Les diverses lanières, après un certain nombre de tours, s’effilochent à leurs extrémités, restent libres et pendantes. À leur suite s’entremêlent des fils plus fins et plus nombreux. Dans l’assemblage confus et tiraillé, il se fait même par à peu près des nœuds de raccordement. Autant qu’on peut en juger d’après l’ouvrage seul, sans avoir vu travailler l’oiseau, ainsi doit s’obtenir le canevas, soutien de la paroi en coton.
Cette trame, charpente intime, n’est pas évidemment ouvragée en entier dès le début ; elle se prolonge petit à petit à mesure que l’oiseau a bourré de coton la partie supérieure. Cueillie à terre becquée par becquée, l’ouate se carde de la patte et s’introduit, toute floconneuse, dans les mailles du canevas. Le bec la cogne, la poitrine la foule, tant à l’intérieur qu’à l’extérieur. Le résultat est un feutre moelleux de l’épaisseur d’une paire de pouces.
Vers le haut de la bourse et de côté est ménagé un étroit orifice qui se prolonge en court goulot. C’est la porte de service. Pour franchir ce passage, la Penduline, toute petite qu’elle est, doit forcer la paroi élastique, qui cède un peu, puis se rétrécit. Enfin la demeure est meublée d’un matelas en coton première qualité. Là reposent six à huit œufs blancs, de la grosseur d’un noyau de cerise.
Or, cet admirable nid est casemate barbare en comparaison de celui de l’Épeire fasciée. Comme forme, ce fond de chaussette ne vaut certes pas le gracieux ballon de l’araignée, l’aérostat de courbure impeccable. L’étoffe de coton emmêlé de filasse est bure rustique à côté du satin de la filandière ; les liens suspenseurs sont des câbles, comparés aux subtiles amarres de soie. Où trouver dans le matelas de la Penduline l’équivalent de l’édredon de l’Épeire, fumée rousse cardée ? En son ouvrage, sous tous les rapports, l’aranéide est de beaucoup supérieure à l’oiseau.
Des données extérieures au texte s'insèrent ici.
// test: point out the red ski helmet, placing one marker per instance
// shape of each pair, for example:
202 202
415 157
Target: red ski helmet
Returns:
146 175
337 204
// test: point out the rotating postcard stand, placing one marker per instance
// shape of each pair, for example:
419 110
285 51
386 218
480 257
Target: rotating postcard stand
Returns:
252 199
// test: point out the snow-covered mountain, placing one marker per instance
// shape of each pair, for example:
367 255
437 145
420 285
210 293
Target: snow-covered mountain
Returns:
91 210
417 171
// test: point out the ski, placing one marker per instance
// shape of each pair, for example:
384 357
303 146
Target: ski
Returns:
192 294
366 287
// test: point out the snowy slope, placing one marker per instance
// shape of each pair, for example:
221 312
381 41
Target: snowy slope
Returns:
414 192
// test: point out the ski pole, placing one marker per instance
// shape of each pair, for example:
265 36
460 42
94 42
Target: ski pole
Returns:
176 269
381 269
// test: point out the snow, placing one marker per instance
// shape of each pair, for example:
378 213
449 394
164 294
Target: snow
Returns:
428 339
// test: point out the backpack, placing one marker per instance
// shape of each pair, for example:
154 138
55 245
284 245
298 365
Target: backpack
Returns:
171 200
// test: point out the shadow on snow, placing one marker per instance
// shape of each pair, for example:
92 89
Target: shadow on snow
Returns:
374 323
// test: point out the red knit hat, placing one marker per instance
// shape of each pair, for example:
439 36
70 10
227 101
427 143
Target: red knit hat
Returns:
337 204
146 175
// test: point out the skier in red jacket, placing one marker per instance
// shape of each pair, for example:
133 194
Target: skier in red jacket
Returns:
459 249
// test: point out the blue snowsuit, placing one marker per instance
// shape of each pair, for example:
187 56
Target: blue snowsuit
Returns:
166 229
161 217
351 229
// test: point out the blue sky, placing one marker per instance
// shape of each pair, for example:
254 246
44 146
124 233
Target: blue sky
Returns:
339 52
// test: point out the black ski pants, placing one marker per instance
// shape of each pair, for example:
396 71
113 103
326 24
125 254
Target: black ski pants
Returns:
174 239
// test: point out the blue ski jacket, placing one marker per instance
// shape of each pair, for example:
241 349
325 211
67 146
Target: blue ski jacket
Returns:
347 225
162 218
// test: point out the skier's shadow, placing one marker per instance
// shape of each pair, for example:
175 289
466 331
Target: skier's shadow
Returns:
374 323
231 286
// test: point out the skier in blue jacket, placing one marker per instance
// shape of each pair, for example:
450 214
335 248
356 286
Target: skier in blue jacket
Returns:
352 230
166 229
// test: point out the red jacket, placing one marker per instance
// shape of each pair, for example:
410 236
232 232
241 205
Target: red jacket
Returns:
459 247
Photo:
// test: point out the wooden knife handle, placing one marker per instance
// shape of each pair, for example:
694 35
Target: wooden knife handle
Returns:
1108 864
Mais, de son côté, la Penduline est mère plus dévouée. Des semaines durant, accroupie au fond de sa bourse, elle presse sur son cœur les œufs, petits cailloux blancs où sa chaleur doit éveiller la vie. L’Épeire ne connaît pas ces tendresses. Sans plus le regarder, elle abandonne son nid aux chances de la bonne et de la mauvaise fortune.